Mas para isso você vai ter que fazer a sua parte e não repetir algumas das besteiras ditas de propósito acima. Agora já não dá mais para delegar. O primeiro passo é se informar. Você ainda acha que o coronavírus é só uma gripe mais forte? Isso é tão fevereiro! Não deixa de ser irônico que o vírus tenha criado uma urgência informacional justo quando o mundo ainda procura uma saída para o fenômeno da desinformação.

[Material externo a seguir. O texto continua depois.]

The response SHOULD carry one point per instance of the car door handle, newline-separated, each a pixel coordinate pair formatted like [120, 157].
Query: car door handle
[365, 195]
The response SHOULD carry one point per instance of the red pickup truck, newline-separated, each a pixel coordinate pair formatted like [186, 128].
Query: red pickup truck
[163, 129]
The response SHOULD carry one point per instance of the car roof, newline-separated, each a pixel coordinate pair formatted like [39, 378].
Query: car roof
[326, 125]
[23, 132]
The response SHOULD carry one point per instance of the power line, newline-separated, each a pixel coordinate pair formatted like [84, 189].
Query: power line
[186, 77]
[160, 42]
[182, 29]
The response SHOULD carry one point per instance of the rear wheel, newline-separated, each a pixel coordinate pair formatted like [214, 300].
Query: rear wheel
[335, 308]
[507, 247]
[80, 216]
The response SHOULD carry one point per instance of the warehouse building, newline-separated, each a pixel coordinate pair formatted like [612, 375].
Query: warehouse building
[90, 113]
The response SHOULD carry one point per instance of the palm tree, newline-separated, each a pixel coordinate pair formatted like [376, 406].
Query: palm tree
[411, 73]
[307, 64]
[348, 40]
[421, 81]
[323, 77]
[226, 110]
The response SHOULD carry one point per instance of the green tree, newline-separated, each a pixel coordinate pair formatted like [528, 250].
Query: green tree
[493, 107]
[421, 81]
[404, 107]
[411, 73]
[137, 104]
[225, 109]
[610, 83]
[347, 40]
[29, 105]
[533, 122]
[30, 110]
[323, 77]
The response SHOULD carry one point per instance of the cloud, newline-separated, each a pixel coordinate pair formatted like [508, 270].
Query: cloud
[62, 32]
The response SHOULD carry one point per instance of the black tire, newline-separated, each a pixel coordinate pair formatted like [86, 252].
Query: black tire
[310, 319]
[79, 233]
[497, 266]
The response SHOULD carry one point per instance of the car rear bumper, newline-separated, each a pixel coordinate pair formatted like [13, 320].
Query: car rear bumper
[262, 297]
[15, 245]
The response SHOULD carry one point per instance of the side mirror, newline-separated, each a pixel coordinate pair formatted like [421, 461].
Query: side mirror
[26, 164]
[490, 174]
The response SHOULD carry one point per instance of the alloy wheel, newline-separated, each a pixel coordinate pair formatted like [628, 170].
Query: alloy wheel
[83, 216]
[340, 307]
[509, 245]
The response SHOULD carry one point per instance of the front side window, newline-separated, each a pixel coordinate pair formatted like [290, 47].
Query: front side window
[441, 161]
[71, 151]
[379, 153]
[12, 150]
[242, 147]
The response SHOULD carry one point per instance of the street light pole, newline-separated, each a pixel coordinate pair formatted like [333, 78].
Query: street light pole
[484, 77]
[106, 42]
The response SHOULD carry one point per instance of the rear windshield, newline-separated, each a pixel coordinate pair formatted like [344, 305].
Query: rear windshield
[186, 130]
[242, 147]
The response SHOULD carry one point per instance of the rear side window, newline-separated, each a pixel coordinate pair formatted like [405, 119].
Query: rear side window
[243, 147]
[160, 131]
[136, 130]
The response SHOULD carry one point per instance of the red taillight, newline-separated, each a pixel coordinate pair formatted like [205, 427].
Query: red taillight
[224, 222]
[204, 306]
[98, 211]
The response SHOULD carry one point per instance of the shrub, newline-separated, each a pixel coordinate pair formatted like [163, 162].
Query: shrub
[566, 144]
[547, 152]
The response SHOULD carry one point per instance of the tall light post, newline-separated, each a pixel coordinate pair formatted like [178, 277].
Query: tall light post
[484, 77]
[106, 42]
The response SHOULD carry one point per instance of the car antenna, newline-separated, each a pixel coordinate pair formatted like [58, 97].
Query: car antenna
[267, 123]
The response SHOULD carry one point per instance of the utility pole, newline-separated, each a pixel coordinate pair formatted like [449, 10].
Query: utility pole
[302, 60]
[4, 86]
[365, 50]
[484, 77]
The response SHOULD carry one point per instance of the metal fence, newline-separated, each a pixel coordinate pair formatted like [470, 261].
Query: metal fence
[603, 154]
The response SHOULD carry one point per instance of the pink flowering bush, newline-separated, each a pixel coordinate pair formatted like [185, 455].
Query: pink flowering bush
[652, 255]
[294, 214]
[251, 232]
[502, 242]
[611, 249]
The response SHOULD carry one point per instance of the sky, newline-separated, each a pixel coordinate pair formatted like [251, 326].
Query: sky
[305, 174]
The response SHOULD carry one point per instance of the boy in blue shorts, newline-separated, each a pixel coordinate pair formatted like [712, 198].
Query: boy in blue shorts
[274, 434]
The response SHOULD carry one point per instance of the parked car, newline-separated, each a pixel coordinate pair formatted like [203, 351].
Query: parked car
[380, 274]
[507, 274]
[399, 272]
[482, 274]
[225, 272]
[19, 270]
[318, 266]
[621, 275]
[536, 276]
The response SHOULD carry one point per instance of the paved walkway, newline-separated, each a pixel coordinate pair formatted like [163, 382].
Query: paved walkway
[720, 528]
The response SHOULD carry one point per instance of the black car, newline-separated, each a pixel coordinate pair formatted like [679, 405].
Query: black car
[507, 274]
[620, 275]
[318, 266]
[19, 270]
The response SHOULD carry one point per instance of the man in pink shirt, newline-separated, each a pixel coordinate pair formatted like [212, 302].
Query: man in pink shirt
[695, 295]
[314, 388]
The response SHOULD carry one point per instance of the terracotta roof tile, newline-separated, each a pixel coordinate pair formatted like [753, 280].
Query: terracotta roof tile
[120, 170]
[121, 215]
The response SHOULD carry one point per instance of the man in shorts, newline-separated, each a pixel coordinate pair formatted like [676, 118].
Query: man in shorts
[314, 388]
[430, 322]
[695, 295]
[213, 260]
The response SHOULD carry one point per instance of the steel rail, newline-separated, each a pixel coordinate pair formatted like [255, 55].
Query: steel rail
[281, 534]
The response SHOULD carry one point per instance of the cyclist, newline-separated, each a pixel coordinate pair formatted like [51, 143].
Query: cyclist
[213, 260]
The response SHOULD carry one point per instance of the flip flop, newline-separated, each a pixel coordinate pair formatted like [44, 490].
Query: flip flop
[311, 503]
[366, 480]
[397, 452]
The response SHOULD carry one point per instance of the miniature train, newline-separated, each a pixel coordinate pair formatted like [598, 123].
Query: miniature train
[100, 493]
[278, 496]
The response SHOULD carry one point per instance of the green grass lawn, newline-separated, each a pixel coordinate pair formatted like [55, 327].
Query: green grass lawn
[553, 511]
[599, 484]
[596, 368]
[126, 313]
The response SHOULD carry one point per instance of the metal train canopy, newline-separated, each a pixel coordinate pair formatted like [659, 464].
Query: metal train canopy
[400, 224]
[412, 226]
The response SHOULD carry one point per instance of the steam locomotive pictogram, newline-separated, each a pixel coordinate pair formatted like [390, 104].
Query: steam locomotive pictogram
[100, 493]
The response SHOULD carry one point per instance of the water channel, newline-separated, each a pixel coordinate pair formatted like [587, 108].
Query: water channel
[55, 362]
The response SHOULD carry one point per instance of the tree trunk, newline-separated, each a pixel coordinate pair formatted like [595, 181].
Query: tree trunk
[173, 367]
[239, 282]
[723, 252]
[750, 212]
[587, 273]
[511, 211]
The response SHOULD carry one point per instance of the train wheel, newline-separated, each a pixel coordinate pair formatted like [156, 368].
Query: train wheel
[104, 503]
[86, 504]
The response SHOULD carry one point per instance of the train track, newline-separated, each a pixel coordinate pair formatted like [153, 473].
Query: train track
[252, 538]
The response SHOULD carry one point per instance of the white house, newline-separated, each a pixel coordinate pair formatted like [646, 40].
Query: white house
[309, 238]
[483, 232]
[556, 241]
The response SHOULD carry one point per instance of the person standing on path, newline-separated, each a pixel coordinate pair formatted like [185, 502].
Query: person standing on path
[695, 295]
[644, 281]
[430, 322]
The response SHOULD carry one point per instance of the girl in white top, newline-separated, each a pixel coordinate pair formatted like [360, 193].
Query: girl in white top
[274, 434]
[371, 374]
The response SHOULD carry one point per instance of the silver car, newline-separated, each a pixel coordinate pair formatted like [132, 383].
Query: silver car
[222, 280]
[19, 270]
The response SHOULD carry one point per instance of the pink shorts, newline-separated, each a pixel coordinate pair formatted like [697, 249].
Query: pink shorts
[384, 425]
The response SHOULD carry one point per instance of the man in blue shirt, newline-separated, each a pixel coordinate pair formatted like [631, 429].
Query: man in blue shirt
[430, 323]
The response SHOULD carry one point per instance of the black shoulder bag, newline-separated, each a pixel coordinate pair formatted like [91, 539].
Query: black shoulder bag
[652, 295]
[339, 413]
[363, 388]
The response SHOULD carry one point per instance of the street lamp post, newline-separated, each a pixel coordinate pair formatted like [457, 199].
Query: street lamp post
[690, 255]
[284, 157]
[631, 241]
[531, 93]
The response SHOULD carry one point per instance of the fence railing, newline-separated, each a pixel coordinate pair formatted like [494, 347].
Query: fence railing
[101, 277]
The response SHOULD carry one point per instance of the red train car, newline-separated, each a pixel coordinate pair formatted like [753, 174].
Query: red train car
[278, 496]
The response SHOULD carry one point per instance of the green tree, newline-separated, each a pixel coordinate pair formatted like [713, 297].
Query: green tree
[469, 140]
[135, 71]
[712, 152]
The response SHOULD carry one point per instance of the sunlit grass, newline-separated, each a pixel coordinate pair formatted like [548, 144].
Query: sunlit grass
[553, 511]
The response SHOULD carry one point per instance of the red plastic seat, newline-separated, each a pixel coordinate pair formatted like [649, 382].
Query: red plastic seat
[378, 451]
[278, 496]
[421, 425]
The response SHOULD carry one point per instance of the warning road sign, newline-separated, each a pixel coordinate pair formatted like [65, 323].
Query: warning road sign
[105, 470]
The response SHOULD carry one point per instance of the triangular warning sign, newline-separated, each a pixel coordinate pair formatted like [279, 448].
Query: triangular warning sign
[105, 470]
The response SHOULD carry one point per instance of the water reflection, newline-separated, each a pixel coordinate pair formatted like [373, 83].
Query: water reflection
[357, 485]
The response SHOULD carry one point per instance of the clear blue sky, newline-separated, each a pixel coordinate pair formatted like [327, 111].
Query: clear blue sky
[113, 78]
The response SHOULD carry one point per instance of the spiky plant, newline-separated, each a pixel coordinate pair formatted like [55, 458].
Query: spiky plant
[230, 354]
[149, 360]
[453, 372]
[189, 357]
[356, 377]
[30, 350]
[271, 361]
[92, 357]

Depois é preciso não menosprezar a situação e seguir religiosamente as instruções sobre higiene e reclusão. Cada pessoa que não se cuida aumenta o risco de infecção para quem está próximo. É verdade que nem todos os estados começaram a impor um regime de quarentena e que muita gente não tem escolha quando o trabalho exige o deslocamento. Justamente por isso este momento é tão relevante e que todos devam dedicar o máximo de atenção às medidas de combate ao vírus. Todo cuidado importa e a prevenção não vai ser completa apenas se os outros se preocuparem. Você vai lavar as mãos?